Many other cases from other jurisdictions were analogous to those hereinabove discussed.
It should have been stated that the accident occurred in Missouri, and that the law of the place of the accident is the law of the forum.
4. The only other question for consideration was what award should be allowed to the plaintiff. This is most difficult by reason of the varying views of the courts and the diversified results of jury trials.
In the case of Southern Pacific Co. v. Guthrie, 180 F.2d 295, 303, the Court of Appeals for the Ninth Circuit discussed at length a verdict in the sum of $100,000 for the loss of a limb, in a similar case. The complainant in that case had lost a leg by reason of the claimed negligence of the defendant. The leg had been amputated above the knee. The plaintiff in that case was 59 years of age. The court said:
"It is common knowledge that for a man of Guthrie's age, aches and pains arising out of physical disabilities do not ordinarily lessen, as they might for a younger man."
And then, concerning the verdict, the court said:
"* * * it is the opinion of the members of this court that the amount of the verdict is too high. What we, as an appellate court, are permitted to do about such a situation, is another matter."
The conclusion reached by the reviewing court was that it was without authority to disturb the verdict, and the author of the opinion believed that the case should be reversed with a direction that a remittitur be ordered. And then the court significantly said:
"Neither the industry of counsel nor our own research has been able to turn up any case of any appellate court where a verdict anywhere near so high as that rendered here has been upheld as compensation for comparable injuries." (Emphasis mine.)
In Dickson v. Beemer, Mo.Sup., 217 S. W.2d 515, Syl. 5, the Supreme Court of Missouri upheld "Judgment for $5,000 for loss of leg in middle third of thigh for a man of 60 years of age as result of being struck by automobile and who was earning $6 per day before accident was not grossly inadequate where there was nothing in record to show passion or prejudice on part of jury." The language of the court, 217 S.W.2d loc. cit. 518, was:
"A verdict will not be set aside unless there is something substantial to show prejudice or passion on the part of the jury, or that it is grossly excessive or grossly inadequate." (Emphasis mine.)
In Jones v. Thompson, 353 Mo. 730, 184 S.W.2d 407, the Supreme Court of Missouri required a remittitur of $6,000 where the plaintiff had suffered a 90% loss of the use of his left hand. The verdict was $18,521; the amount approved was $12,521.

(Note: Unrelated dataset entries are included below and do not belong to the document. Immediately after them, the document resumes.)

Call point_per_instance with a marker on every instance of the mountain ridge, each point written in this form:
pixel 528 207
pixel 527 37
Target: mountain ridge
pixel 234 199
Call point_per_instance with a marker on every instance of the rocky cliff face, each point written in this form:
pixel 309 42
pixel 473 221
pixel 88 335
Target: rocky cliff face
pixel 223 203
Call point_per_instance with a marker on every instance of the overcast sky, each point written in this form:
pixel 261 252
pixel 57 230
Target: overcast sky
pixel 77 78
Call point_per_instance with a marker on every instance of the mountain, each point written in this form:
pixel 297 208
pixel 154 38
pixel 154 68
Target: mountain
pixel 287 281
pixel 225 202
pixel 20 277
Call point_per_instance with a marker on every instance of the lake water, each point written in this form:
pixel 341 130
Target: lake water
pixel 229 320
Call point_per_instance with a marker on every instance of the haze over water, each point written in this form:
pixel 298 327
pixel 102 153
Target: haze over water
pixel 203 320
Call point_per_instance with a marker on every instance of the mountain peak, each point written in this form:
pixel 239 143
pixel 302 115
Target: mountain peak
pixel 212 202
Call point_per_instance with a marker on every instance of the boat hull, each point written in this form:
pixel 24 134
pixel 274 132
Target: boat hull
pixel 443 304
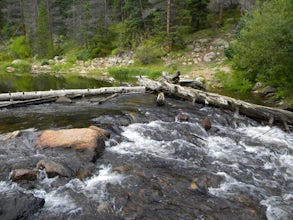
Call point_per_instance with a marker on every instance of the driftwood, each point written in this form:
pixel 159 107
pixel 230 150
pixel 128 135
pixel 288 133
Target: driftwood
pixel 69 92
pixel 257 112
pixel 101 101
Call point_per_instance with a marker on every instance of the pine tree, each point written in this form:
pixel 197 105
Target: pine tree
pixel 45 44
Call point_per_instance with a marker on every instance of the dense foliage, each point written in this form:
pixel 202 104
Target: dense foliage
pixel 102 27
pixel 263 50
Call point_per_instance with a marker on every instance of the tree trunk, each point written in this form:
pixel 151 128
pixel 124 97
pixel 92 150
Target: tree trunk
pixel 169 25
pixel 221 11
pixel 22 18
pixel 257 112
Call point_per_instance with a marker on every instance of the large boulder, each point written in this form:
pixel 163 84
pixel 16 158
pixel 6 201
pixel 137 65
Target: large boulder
pixel 24 174
pixel 83 139
pixel 18 205
pixel 54 169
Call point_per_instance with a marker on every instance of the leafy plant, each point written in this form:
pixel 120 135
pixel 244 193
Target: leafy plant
pixel 264 48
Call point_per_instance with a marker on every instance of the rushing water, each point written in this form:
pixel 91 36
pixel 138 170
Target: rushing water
pixel 241 169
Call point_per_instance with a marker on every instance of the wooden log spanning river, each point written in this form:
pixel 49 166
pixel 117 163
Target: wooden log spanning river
pixel 260 113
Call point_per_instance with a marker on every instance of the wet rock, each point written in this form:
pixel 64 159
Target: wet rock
pixel 160 99
pixel 182 117
pixel 63 99
pixel 18 205
pixel 268 90
pixel 193 84
pixel 209 57
pixel 206 123
pixel 121 169
pixel 12 135
pixel 257 86
pixel 83 173
pixel 175 78
pixel 54 169
pixel 200 184
pixel 91 139
pixel 10 69
pixel 24 174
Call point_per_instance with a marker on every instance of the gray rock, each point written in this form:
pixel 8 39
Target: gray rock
pixel 63 99
pixel 54 169
pixel 17 61
pixel 267 90
pixel 10 69
pixel 24 174
pixel 209 57
pixel 18 205
pixel 257 86
pixel 221 44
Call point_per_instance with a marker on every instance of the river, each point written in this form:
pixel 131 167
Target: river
pixel 169 169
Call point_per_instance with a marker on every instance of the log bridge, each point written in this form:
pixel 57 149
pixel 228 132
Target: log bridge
pixel 272 116
pixel 260 113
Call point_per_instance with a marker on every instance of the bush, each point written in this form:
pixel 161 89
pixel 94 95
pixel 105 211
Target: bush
pixel 128 74
pixel 149 52
pixel 22 66
pixel 84 55
pixel 264 48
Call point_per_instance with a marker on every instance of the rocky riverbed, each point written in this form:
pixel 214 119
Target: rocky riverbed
pixel 154 166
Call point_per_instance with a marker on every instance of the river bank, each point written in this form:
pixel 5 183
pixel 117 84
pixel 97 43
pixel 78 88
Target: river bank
pixel 153 166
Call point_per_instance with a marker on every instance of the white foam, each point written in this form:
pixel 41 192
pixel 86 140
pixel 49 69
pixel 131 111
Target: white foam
pixel 57 202
pixel 7 186
pixel 279 207
pixel 105 176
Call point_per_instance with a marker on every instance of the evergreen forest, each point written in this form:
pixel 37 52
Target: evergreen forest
pixel 260 44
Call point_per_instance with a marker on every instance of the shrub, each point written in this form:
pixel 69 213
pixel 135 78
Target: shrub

Other cases have been examined, but little help has been obtained in an effort to reconcile differences and to arrive at a fair award in this case. The plaintiff has been subjected to several operations and continues to suffer pain as well as the disabilities arising from his injuries. His doctor bills and hospital *862 bills were paid by his parents and amount to approximately $2,000. His attorneys, very properly, must be paid out of any award that is made to him. And it is a matter of common knowledge that the dollar is not worth as much now as a few years ago. Plaintiff's injuries were not as great as those mentioned in the Southern Pacific Co. case.
An allowance of $50,000 would appear to be reasonable.